You can now modify the virtual settings such as cluster quotas (CPU/memory) dynamically.

Loading example jobs and sample data using new VCs

CDE provides an option to add in-product examples of data and jobs in new virtual clusters to facilitate smoother onboarding and learning for new customers.

Kubernetes update

CDE now supports K8s 1.22. The CSP EOS for K8s 1.21 is as follows:

Support for creation of a default virtual cluster

CDE now provides support for default virtual clusters. This will help you get a jump start to create your jobs easily, without having to wait to create a CDE virtual cluster. You have the option to turn this selection off if you do not wish to use a default virtual cluster. For more information, see Enabling Cloudera Data Engineering service.

In-place upgrades (Preview)

CDE supports upgrades from CDE 1.14 on both AWS and Azure. The upgrades can be triggered by an admin from CDE user interface. Users will need to manually pause/backup/restore each Virtual Cluster to account for upgrade failures.

  • Upgrades of CDE core components include: EKS, AKS Services, and Application Services
  • Upgrades of dependencies include: Helm, K8s versions, YuniKorn

Machine Learning

This release (2.0.32) of the Cloudera Machine Learning (CML) data service on CDP Public Cloud introduces the following new features and improvements:

Garbage collection for deleted projects

This feature allows you to trigger cleanup of deleted projects. A separate feature allows older orphaned projects to be marked for cleanup. For more information, see Project Garbage Collection.

Disable Runtimes

It is now possible to disable and enable runtimes. For more information, see Disabling Runtimes.

Monitoring for applications

This feature allows you to monitor the technical health of deployed applications, including statistics and visualizations of CPU and memory usage. For more information, see Monitoring applications.

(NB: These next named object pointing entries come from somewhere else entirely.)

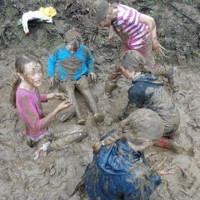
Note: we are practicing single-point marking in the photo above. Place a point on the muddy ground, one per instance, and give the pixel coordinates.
(55, 176)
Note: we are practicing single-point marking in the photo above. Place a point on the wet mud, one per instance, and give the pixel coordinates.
(56, 175)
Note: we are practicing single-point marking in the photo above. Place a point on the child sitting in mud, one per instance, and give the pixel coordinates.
(75, 64)
(137, 32)
(119, 169)
(147, 91)
(26, 97)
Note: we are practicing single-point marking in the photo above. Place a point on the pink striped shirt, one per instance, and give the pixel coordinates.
(128, 20)
(30, 109)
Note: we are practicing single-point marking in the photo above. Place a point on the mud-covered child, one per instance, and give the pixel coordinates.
(75, 63)
(147, 91)
(119, 170)
(26, 97)
(137, 32)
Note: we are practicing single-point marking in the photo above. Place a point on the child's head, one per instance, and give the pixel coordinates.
(73, 40)
(27, 69)
(101, 13)
(131, 62)
(143, 126)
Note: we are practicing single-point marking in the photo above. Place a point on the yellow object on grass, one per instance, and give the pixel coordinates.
(48, 11)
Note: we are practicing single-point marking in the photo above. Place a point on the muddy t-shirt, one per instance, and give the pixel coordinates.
(30, 109)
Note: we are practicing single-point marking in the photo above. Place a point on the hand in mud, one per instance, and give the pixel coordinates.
(60, 96)
(63, 105)
(158, 48)
(168, 172)
(51, 82)
(92, 76)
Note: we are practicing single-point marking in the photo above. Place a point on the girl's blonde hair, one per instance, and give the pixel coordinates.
(143, 124)
(133, 61)
(99, 10)
(20, 65)
(73, 35)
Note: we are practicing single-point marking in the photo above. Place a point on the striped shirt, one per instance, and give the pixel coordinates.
(128, 21)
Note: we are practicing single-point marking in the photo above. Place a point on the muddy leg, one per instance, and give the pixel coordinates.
(83, 86)
(157, 69)
(70, 87)
(111, 82)
(76, 135)
(167, 143)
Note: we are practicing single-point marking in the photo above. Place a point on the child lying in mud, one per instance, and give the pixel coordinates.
(147, 91)
(119, 170)
(75, 64)
(137, 32)
(26, 97)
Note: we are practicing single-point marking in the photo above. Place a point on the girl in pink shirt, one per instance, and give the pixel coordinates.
(137, 32)
(26, 97)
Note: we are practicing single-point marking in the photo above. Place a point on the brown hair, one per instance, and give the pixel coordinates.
(99, 10)
(133, 60)
(20, 64)
(73, 36)
(143, 123)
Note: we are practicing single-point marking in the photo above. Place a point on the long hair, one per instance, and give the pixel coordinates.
(133, 60)
(99, 10)
(20, 65)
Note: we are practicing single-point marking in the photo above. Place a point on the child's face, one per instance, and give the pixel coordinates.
(104, 23)
(73, 46)
(33, 74)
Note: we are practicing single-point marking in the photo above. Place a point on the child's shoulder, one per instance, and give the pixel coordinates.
(24, 93)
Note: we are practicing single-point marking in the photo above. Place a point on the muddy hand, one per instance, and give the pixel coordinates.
(158, 48)
(170, 171)
(64, 105)
(60, 96)
(92, 76)
(51, 82)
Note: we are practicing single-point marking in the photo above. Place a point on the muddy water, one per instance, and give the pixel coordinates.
(55, 176)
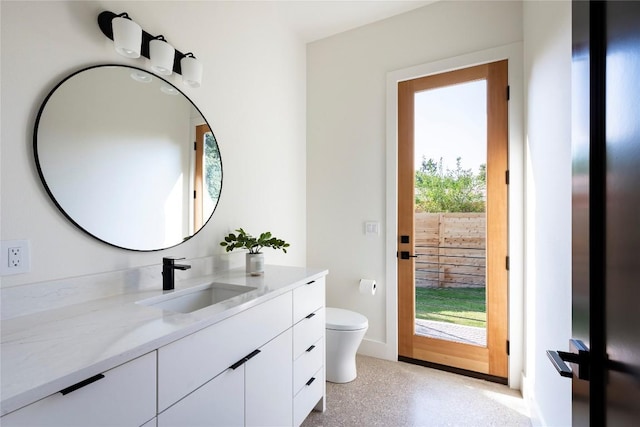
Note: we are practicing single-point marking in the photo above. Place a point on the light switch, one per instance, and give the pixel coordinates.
(372, 228)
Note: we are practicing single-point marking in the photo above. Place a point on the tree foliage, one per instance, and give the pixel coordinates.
(457, 190)
(212, 166)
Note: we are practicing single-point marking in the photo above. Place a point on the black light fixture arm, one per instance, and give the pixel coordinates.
(104, 22)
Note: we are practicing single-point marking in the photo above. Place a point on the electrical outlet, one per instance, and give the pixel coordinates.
(14, 257)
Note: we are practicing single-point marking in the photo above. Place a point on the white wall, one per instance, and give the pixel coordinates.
(253, 95)
(347, 139)
(547, 65)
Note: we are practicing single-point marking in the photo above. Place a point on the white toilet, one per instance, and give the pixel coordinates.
(345, 330)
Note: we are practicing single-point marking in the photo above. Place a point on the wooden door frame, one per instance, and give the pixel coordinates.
(387, 347)
(492, 359)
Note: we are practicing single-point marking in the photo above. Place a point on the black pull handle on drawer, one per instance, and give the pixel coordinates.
(81, 384)
(238, 363)
(244, 360)
(254, 353)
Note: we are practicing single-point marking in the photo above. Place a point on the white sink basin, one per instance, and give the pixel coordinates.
(196, 298)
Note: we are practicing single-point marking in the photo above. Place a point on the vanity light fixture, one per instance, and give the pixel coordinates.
(191, 70)
(127, 36)
(163, 57)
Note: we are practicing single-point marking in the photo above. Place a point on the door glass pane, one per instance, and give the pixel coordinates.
(213, 173)
(450, 134)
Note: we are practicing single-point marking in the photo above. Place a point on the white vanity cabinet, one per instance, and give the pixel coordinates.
(308, 349)
(263, 365)
(124, 395)
(244, 362)
(268, 376)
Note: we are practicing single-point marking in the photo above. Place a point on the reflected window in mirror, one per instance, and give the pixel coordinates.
(114, 149)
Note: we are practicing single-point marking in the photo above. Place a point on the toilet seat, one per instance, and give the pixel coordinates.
(338, 319)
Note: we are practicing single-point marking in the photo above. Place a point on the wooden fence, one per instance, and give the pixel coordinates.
(451, 249)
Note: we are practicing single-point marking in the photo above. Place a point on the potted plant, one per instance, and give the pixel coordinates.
(255, 258)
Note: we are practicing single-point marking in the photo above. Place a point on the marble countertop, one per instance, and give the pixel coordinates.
(45, 352)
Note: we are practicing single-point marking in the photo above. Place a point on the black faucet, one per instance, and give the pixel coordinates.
(168, 268)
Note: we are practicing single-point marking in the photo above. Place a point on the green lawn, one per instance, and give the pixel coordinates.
(462, 306)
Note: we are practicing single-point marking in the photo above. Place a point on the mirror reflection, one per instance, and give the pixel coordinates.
(128, 158)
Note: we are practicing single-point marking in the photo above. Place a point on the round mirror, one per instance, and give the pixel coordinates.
(127, 157)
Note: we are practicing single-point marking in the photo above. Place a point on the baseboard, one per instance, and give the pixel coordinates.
(377, 349)
(529, 397)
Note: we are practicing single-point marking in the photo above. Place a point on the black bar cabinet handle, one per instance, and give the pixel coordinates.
(254, 353)
(244, 360)
(81, 384)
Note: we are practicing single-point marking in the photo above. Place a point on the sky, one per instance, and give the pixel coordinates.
(451, 122)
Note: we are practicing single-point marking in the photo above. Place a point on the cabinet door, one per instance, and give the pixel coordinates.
(124, 396)
(220, 402)
(269, 377)
(188, 363)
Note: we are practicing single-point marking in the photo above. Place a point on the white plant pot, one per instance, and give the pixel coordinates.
(255, 264)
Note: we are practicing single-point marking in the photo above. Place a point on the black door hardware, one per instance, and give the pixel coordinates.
(406, 255)
(579, 355)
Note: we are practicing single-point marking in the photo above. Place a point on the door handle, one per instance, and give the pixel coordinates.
(407, 255)
(579, 355)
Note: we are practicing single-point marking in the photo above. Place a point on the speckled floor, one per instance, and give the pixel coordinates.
(397, 394)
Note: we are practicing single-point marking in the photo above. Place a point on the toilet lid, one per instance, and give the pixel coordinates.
(345, 320)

Custom polling endpoints for applications

This feature allows the application creator to define what application endpoint servers poll to detect if the application is running, that avoids problems some applications have with polling the root endpoint. For more information, see Application polling endpoint.

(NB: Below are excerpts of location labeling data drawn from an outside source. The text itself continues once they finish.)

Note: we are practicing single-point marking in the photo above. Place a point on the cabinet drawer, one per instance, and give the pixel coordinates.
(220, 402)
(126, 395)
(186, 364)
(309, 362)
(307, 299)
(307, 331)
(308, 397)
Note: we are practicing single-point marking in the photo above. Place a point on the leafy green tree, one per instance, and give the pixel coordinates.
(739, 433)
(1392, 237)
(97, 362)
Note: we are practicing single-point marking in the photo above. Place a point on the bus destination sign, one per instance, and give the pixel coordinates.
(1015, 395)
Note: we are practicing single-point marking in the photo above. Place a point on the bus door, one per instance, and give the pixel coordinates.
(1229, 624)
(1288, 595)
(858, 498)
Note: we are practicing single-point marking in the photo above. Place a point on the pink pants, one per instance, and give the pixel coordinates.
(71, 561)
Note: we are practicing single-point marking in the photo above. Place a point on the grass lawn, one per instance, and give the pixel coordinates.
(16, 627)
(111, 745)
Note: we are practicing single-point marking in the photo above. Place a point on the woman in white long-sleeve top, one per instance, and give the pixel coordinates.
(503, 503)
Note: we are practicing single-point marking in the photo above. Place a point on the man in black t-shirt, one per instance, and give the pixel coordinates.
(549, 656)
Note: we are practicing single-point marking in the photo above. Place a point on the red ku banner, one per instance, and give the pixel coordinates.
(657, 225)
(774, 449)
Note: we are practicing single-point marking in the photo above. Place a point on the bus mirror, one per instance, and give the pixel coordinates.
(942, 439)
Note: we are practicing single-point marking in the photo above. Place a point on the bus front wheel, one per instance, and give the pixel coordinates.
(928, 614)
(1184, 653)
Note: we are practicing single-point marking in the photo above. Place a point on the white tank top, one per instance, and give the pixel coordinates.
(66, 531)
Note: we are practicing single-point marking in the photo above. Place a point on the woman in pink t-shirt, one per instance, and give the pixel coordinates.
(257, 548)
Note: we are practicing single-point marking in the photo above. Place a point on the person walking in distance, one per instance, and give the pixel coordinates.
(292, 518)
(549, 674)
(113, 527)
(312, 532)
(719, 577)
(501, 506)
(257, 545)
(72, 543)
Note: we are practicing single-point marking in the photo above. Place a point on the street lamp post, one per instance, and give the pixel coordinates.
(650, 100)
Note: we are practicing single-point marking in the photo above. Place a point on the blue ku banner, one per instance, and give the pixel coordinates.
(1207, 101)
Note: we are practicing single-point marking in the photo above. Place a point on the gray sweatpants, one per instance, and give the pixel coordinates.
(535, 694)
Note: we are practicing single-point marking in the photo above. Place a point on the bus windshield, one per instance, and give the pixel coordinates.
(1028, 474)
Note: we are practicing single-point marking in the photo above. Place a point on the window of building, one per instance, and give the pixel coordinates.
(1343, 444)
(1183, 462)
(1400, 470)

PBJ Workbench Runtimes (Preview) now work with Sessions, Experiments, Jobs and Applications

This feature enables the classic workbench UI backed by the open-source Jupyter protocol. This architectural change improves consistency, stability, and ease of customization while eliminating the dependency on proprietary CML code. For more information, see “PBJ Workbench” in Preview Features.

Kubernetes 1.22

Kubernetes 1.22 is now supported for CDE for both AWS and Azure.

Management Console

This release of the Cloudera Management Console service on CDP Public Cloud introduces the following new features and improvements:

New documentation for CDP Public Cloud upgrade

The CDP Public Cloud upgrade advisor, which gives an overview and FAQ of the upgrade process, is now available. See CDP Public Cloud upgrade advisor.

FreeIPA scaling

You can resize your existing FreeIPA cluster via CDP CLI. Upscaling FreeIPA is recommended after performing Data Lake scaling. For more information, see Resize FreeIPA.

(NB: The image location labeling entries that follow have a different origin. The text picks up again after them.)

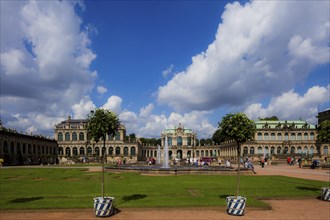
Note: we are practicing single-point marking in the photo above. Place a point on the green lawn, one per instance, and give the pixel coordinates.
(48, 188)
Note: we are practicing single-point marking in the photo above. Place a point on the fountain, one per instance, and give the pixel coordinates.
(165, 163)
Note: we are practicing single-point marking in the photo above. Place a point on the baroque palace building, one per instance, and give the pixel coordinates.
(279, 139)
(71, 136)
(182, 144)
(23, 149)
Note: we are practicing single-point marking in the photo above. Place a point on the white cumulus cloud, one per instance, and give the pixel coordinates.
(290, 105)
(261, 49)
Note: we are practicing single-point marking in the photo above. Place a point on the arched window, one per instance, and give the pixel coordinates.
(266, 150)
(179, 141)
(117, 136)
(299, 150)
(81, 150)
(272, 136)
(245, 150)
(104, 151)
(293, 149)
(272, 150)
(89, 150)
(97, 151)
(81, 136)
(60, 149)
(189, 141)
(74, 136)
(279, 150)
(110, 151)
(67, 136)
(67, 151)
(60, 136)
(306, 150)
(125, 151)
(299, 137)
(133, 151)
(117, 151)
(29, 149)
(169, 141)
(305, 136)
(266, 136)
(75, 151)
(259, 136)
(259, 150)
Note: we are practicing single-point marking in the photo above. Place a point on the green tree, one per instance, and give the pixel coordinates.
(100, 123)
(323, 132)
(240, 128)
(273, 118)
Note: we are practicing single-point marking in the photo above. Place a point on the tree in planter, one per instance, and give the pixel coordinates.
(323, 132)
(100, 123)
(236, 127)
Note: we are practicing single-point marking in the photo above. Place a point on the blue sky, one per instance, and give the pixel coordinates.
(161, 63)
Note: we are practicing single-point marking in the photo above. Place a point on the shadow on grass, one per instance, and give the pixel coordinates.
(223, 196)
(25, 200)
(132, 197)
(306, 188)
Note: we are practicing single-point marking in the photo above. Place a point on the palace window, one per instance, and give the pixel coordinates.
(81, 136)
(272, 150)
(97, 151)
(179, 140)
(305, 136)
(60, 136)
(104, 151)
(81, 150)
(126, 151)
(117, 151)
(89, 150)
(75, 151)
(245, 150)
(293, 149)
(272, 136)
(74, 136)
(266, 136)
(67, 136)
(189, 141)
(133, 151)
(110, 151)
(259, 136)
(68, 151)
(278, 151)
(259, 150)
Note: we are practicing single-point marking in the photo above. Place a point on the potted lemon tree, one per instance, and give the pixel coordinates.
(240, 128)
(100, 124)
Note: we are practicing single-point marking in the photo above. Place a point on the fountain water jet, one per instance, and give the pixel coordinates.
(165, 163)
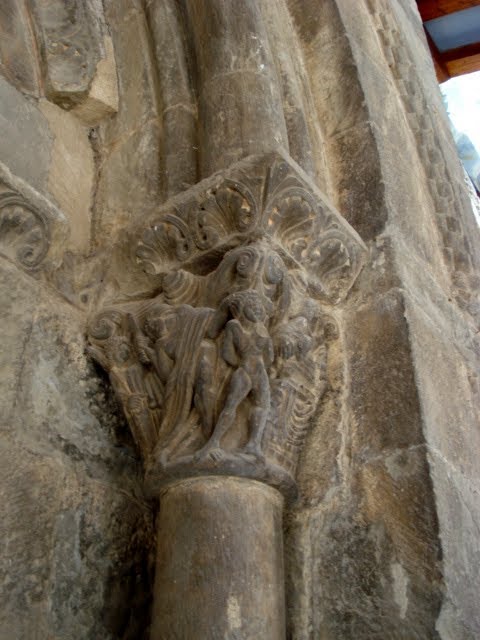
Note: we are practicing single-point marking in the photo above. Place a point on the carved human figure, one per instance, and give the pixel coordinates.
(117, 355)
(247, 347)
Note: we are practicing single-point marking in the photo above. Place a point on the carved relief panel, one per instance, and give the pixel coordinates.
(222, 370)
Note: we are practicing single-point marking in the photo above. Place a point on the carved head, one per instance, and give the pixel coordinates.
(119, 350)
(250, 305)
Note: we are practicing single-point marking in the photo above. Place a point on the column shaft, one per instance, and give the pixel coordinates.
(219, 571)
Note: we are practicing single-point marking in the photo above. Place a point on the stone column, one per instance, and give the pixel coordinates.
(219, 569)
(219, 375)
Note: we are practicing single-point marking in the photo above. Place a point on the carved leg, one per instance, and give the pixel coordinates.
(204, 398)
(259, 415)
(240, 387)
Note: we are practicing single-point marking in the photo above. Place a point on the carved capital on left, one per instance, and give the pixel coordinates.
(24, 236)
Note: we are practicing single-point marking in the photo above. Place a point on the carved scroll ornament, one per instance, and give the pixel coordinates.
(23, 232)
(223, 370)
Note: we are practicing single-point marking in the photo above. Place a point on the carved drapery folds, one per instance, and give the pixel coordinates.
(222, 371)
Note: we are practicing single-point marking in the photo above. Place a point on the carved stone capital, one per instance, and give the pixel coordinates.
(222, 370)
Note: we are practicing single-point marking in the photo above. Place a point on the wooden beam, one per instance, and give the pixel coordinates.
(431, 9)
(441, 69)
(463, 65)
(462, 52)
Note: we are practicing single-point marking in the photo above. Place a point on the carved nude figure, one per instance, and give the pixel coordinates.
(248, 348)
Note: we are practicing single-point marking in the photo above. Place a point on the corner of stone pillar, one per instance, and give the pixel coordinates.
(219, 374)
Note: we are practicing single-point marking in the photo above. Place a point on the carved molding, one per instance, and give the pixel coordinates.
(222, 371)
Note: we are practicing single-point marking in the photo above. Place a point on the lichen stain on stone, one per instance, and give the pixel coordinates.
(400, 587)
(233, 613)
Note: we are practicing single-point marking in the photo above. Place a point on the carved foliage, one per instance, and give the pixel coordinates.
(268, 202)
(223, 370)
(23, 232)
(220, 373)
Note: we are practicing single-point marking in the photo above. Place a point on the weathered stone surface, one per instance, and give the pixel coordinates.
(70, 50)
(75, 528)
(18, 60)
(26, 141)
(383, 539)
(230, 580)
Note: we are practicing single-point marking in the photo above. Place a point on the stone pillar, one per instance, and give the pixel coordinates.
(219, 569)
(219, 375)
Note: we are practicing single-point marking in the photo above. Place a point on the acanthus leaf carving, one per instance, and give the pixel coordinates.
(23, 232)
(222, 371)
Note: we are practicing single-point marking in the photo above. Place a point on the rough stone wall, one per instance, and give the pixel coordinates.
(108, 110)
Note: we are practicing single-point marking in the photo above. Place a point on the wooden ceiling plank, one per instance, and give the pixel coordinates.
(431, 9)
(464, 65)
(462, 52)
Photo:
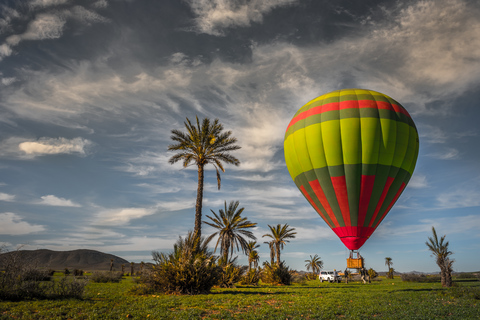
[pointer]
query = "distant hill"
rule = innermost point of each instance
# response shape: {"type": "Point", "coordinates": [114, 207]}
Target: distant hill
{"type": "Point", "coordinates": [88, 260]}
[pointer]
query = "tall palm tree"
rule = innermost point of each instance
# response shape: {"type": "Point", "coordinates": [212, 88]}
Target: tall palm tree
{"type": "Point", "coordinates": [314, 264]}
{"type": "Point", "coordinates": [388, 263]}
{"type": "Point", "coordinates": [254, 257]}
{"type": "Point", "coordinates": [271, 246]}
{"type": "Point", "coordinates": [232, 228]}
{"type": "Point", "coordinates": [251, 252]}
{"type": "Point", "coordinates": [440, 251]}
{"type": "Point", "coordinates": [201, 145]}
{"type": "Point", "coordinates": [279, 235]}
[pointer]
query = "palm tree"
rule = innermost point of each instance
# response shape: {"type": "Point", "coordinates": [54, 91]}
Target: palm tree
{"type": "Point", "coordinates": [388, 263]}
{"type": "Point", "coordinates": [271, 246]}
{"type": "Point", "coordinates": [279, 235]}
{"type": "Point", "coordinates": [314, 264]}
{"type": "Point", "coordinates": [254, 257]}
{"type": "Point", "coordinates": [252, 253]}
{"type": "Point", "coordinates": [440, 251]}
{"type": "Point", "coordinates": [232, 228]}
{"type": "Point", "coordinates": [201, 145]}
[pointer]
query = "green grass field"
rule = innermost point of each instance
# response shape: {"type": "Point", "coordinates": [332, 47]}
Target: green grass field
{"type": "Point", "coordinates": [382, 299]}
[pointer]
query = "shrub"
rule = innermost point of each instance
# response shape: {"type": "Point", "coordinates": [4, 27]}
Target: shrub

Changed permissions for managing proxies in CDP

You no longer need to be a PowerUser to register and manage a proxy in CDP. The new minimal roles are as follows:

  • EnvironmentCreator can register a proxy in CDP.
  • Owner or SharedResourceUser can view details of a proxy.
  • Owner can delete a proxy registration from CDP.
    This change has been introduced for new proxy registrations only; That is, proxies registered prior to this change continue to be managed by a PowerUser. See updated Setting up a non-transparent proxy in CDP.

Support for Machine Learning in ap-1 and eu-1 regional Control Planes

Cloudera Machine Learning is now supported in the ap-1 (Australia) and eu-1 (Germany) regional Control Planes. For the list of all supported services for all supported Control Plane regions, see CDP Control Plane regions.